Uitgelaten kinderen met tassen vol knutsels, een gestreste moeder met twee kleuters en een heleboel Aldi tassen op een oude fiets. Een jongen met een koptelefoon, diep verscholen in zijn winterjas. Een grote man vol tatoeages die wat geïrriteerd sjort aan een klein kerstboompje. Daarachter twee vrolijk kletsende meiden die samen hand in hand op een bankje zitten. Ik rij langs grijze flatjes en rijk versierde huizen met vrolijke lichtjes. Ik weet als geen ander dat niets is wat het lijkt en welke wereld er achter een simpele voordeur kan liggen. Onwillekeurig denk ik aan mijn collega’s die deze kerst paraat staan. Ook dit jaar zullen zij uitrukken om kinderen en jongeren in de meest schrijnende acute situaties op te vangen. Een beeld popt op van die jeugdbeschermer die mij vanmorgen vertelde over het gezin waar zij zich zo’n zorgen over maakt. Juist in deze tijd waar iedereen meer op elkaars lip zit.

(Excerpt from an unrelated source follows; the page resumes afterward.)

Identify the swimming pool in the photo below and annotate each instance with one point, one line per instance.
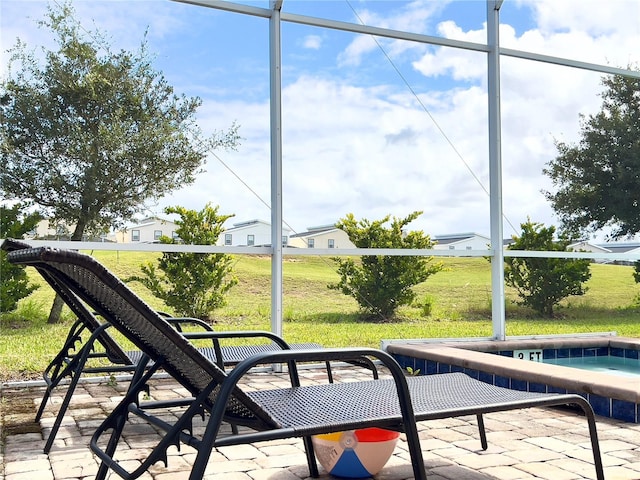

Onveiligheid, dat is helaas iets van alle tijden. Toch was ik het afgelopen jaar soms verbijsterd: zien we in Nederland deze groep kinderen en jongeren wel? Hebben zij prioriteit? Zijn we werkelijk bezorgd over het meisje dat zonder ontbijt, met blauwe plekken naar school komt? Hebben wij echt buikpijn van de jongen die het geweld van zijn stiefvader kopieert? Of is het een van de vele onderwerpen die zich ver van ons bed afspelen? En als er al bezorgdheid wordt uitgesproken, snappen we dan ook hoeveel tijd en aandacht het van onze mensen vraagt om deze kinderen en gezinnen te helpen? Begrijpen we hoeveel werk een jeugdbeschermer heeft verricht voor zij een tekening van een meisje krijgt met de tekst ‘Voor mijn lieve voogd op gympen’? In de politiek en media gaat het zo vaak over het geld, boze ouders en de misstanden in de jeugdzorg. Ik wil niet zeggen dat dat er niet toe doet. Integendeel. Maar zien we door dit alles deze kwetsbare kinderen nog staan? In een wereld waar grote thema’s als het klimaat en wereldvrede de agenda domineren. Laten we hen in de kou staan? Tijdens gesprekken met ouders in een complexe scheiding leggen onze mensen nog wel eens een foto van het kind op tafel. Zo van, ‘vergeet niet waar we het hier over hebben’. Ik vraag me af: hebben wij die juiste focus?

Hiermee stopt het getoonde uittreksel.